Cancer de la plèvre : deux traitements prometteurs issus du CHU de Lille

Le Professeur SCHERPEREEL, médecin et chercheur lillois, a présenté le 5 juin 2017 les résultats d’une étude nationale portant sur le cancer de la plèvre à Chicago durant un congrès mondial sur le cancer. Cette étude conduite sur 125 patients atteint d’une tumeur primitive de la plèvre présente des résultats encourageants.

De mars à août 2016 dans 21 centres en France, ces patients ont été traités pour un mésothéliome pleural malin (MPM). Après leur chimiothérapie en 1ère ou 2ème ligne, les patients ont bénéficié d’une immunothérapie. On retrouve deux protocoles : le nivolumab en monothérapie et le nivolumab en association avec l’ipilimumab. Les critères suivants ont été pris en compte dans leur évaluation : le taux de contrôle de la maladie, la toxicité, la survie sans progression, la survie globale, la qualité de vie…

Quelques chiffres sur l’étude :

  • Un taux de stabilisation à 12 semaines de 44,4% pour les patients traités par nivolumab. Concernant, les patients traités par nivolumab en association avec l’ipilimumab, le taux de stabilisation à 12 semaines était de 50%.
  • Concernant la diminution de la surface tumorale, le groupe de patients traité par nivolumab en monothérapie était de 18,5%, alors que pour les patients ayant reçu le traitement nivolumab en association avec l’ipimumab présentaient une diminution de la surface tumorale de 25,9%.
  • La médiane de survie globale était de 10,4 mois pour les patients du groupe traités par nivolumab en monothérapie. Celle du groupe traité par le nivolumab et l’ipilimumab n’a pas encore été atteinte, étant donné que 50% des patients étaient en vie au moment de l’analyse.
  • Pour les personnes traitées par nivolumab en monothérapie, la survie sans aggravation de la maladie était de 4 mois. Pour les patients recevant l’association de nivolumab et de l’ipilimumab, la survie sans aggravation s’élevait à 5,6 mois.
  • Concernant le profil de tolérance, la fréquence d’effets indésirables sévères était de 18% dans le groupe de traitement combiné nivolumab et ipilimumab et de 9,5% dans le groupe traité par nivolumab.
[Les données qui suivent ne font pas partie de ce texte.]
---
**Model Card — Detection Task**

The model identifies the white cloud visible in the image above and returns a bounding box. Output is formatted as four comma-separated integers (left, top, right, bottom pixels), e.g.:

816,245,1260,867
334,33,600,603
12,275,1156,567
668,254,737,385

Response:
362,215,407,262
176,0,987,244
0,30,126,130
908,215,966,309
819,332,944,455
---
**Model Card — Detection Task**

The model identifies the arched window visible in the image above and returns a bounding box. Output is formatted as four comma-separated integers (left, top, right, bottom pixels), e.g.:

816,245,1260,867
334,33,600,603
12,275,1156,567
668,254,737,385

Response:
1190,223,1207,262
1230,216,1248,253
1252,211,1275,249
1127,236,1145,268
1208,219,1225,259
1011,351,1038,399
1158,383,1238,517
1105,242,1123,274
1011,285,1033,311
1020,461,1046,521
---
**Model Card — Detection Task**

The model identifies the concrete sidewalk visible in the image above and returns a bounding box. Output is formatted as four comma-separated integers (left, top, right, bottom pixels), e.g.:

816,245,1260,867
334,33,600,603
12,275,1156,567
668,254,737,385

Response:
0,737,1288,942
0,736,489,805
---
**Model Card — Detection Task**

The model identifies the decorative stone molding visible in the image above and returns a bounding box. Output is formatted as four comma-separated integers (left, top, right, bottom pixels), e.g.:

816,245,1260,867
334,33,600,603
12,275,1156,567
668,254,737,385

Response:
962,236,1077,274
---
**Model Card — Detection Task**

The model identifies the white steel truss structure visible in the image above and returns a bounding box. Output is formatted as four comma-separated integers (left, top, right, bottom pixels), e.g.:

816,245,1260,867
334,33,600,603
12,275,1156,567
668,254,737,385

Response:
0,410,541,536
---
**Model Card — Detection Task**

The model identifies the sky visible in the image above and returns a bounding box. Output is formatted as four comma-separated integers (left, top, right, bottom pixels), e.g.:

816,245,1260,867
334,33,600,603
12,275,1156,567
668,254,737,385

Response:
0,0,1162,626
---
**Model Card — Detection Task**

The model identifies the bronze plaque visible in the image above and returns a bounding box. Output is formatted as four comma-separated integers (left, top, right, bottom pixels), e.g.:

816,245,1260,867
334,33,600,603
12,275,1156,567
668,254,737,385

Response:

Ces données affirment donc de l’efficacité de ces deux traitements. Que ce soit par nivolumab ou par nivolumab associé à l’ipilimumab, ces deux traitements sont efficaces dans le traitement du mésothéliome. Ils représentent une réelle avancée thérapeutique en 2ème ou 3ème ligne de traitement concernant les patients atteints d’un mésothéliome pleural malin non opérable.

De plus, l’Intergroupe Francophone de Cancérologie Thoracique (IFCT) a promu cet essai clinique de phase 2 randomisé, non comparatif, multicentrique conduit par le Professeur Arnaud Scherpereel en tant qu’investigateur coordonnateur au titre du CHU de Lille.